Tegenwoordig zijn 70 leden, te weten:
Baarda, Batenburg, De Beer, G. van den Berg, J.Th.J. van den Berg, Bierman,
De Boer, Boorsma, Braks, Van den Broek-Laman Trip, Cohen, Dees, Van Dijk,
Van Eekelen, Eversdijk, Gelderblom-Lankhout, Van Gennip, Ginjaar, Glastra
van Loon, Glasz, Van Graafeiland, Grewel, Grol-Overling, Heijmans, Heijne
Makkreel, Hendriks, Hessing, Van Heukelum, Hilarides, Hirsch Ballin, Hofstede,
Holdijk, Jaarsma, Jurgens, Ketting, Korthals Altes, J. van Leeuwen, L.M. van
Leeuwen, Linthorst, Lodewijks, Loudon, Luijten, Luimstra-Albeda, Lycklama
à Nijeholt, Michiels van Kessenich-Hoogendam, Pit, Pitstra, Le Poole,
Postma, Rensema, Rongen, Roscam Abbing-Bos, Schoondergang-Horikx, Schuurman,
Schuyer, Steenkamp, Talsma, Tjeenk Willink, Tuinstra, Varekamp, Ter Veld,
Veling, Verbeek, Vrisekoop, Wiegel, De Wit, Wöltgens, Van de Zandschulp,
Zijlstra en Zwerver,
en de heren Kok, minister-president, minister van Algemene Zaken, Van
Mierlo, vice-minister-president, minister van Buitenlandse Zaken, en Patijn,
staatssecretaris van Buitenlandse Zaken.
De voorzitter:
Ik deel aan de Kamer mee, dat heden de geannoteerde agenda met bijlagen
is ingekomen voor de JBZ-Raad van 19 en 20 maart aanstaande. In deze agenda
is één ontwerp-besluit opgenomen met een bindend karakter. Dat
ontwerp-besluit stond al eerder op de agenda, doch ontbeert Nederlandse parlementaire
instemming tot nu toe.
Ik zal aan de betrokken bewindslieden het gebruikelijke signaal afgeven,
opdat wij beraad kunnen voeren binnen de vastgestelde termijn, om te kijken
of thans instemming verleend kan worden met het voorliggende ontwerp-besluit,
dat dus een voor Nederland bindend karakter heeft.

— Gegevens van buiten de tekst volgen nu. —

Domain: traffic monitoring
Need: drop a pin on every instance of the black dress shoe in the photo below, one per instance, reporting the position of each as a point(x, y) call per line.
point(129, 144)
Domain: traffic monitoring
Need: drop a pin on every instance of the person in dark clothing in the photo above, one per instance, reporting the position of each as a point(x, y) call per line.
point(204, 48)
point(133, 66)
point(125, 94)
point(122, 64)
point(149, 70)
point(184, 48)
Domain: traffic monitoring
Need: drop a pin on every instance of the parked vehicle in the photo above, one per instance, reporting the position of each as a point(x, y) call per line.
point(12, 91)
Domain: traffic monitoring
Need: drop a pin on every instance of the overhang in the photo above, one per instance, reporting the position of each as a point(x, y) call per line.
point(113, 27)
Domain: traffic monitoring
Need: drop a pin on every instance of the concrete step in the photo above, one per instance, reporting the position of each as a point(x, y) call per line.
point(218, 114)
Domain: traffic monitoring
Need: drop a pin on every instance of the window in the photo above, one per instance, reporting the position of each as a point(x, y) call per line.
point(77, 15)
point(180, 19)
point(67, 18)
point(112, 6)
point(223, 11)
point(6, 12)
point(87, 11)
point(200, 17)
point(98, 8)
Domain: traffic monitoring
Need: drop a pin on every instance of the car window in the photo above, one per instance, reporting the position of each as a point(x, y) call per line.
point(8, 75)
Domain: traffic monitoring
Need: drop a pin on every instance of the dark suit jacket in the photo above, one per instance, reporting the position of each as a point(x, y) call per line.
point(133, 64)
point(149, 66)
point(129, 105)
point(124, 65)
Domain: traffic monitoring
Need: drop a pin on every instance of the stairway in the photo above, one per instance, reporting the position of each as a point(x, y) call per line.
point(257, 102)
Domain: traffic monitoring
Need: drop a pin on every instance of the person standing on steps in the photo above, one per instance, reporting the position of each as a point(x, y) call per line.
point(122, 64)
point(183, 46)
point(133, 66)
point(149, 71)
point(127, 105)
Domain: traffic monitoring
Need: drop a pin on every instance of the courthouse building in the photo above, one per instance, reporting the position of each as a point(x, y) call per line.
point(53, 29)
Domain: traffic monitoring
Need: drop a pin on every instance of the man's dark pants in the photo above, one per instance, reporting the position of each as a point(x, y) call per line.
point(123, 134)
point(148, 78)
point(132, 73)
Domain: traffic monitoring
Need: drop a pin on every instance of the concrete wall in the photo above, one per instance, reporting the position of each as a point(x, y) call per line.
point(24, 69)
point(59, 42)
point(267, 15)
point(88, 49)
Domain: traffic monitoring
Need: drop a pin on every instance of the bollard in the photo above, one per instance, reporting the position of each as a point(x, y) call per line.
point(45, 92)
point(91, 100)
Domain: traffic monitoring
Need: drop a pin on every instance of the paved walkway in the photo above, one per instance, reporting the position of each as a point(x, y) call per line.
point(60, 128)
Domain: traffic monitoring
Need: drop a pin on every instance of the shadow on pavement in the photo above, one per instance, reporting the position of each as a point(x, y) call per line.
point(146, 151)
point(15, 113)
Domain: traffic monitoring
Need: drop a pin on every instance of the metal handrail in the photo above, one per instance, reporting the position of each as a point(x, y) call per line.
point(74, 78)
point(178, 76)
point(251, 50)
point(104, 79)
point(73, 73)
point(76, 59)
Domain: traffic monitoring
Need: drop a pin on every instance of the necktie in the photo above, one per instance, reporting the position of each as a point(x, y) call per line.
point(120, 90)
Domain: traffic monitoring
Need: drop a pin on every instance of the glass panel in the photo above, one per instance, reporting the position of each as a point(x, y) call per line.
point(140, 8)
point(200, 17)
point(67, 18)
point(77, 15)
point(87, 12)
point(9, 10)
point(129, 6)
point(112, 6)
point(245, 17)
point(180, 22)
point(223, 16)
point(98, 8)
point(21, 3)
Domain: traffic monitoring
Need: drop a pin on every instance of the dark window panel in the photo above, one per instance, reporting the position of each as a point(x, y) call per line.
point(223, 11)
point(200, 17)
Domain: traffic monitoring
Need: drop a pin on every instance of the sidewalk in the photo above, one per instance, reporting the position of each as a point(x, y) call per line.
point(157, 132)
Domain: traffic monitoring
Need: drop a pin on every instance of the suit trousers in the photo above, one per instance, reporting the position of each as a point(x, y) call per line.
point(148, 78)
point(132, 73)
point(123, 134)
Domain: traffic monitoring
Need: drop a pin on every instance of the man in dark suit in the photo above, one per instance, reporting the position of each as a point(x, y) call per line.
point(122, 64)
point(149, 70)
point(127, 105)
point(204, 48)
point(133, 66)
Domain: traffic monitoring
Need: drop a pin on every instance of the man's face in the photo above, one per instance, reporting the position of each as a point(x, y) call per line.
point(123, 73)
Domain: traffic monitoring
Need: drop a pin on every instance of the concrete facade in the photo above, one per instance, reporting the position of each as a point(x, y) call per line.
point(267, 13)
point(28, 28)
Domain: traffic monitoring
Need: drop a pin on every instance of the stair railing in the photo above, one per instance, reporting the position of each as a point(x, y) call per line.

Aangezien voor verschillende verdragen die ter stilzwijgende goedkeuring
zijn voorgelegd en die zijn gedrukt onder de nummers 23908 (R1519), nr. 15,
24594 en 24599 de termijn is verstreken, stel ik vast, dat wat deze Kamer
betreft aan uitdrukkelijke goedkeuring van deze verdragen geen behoefte bestaat.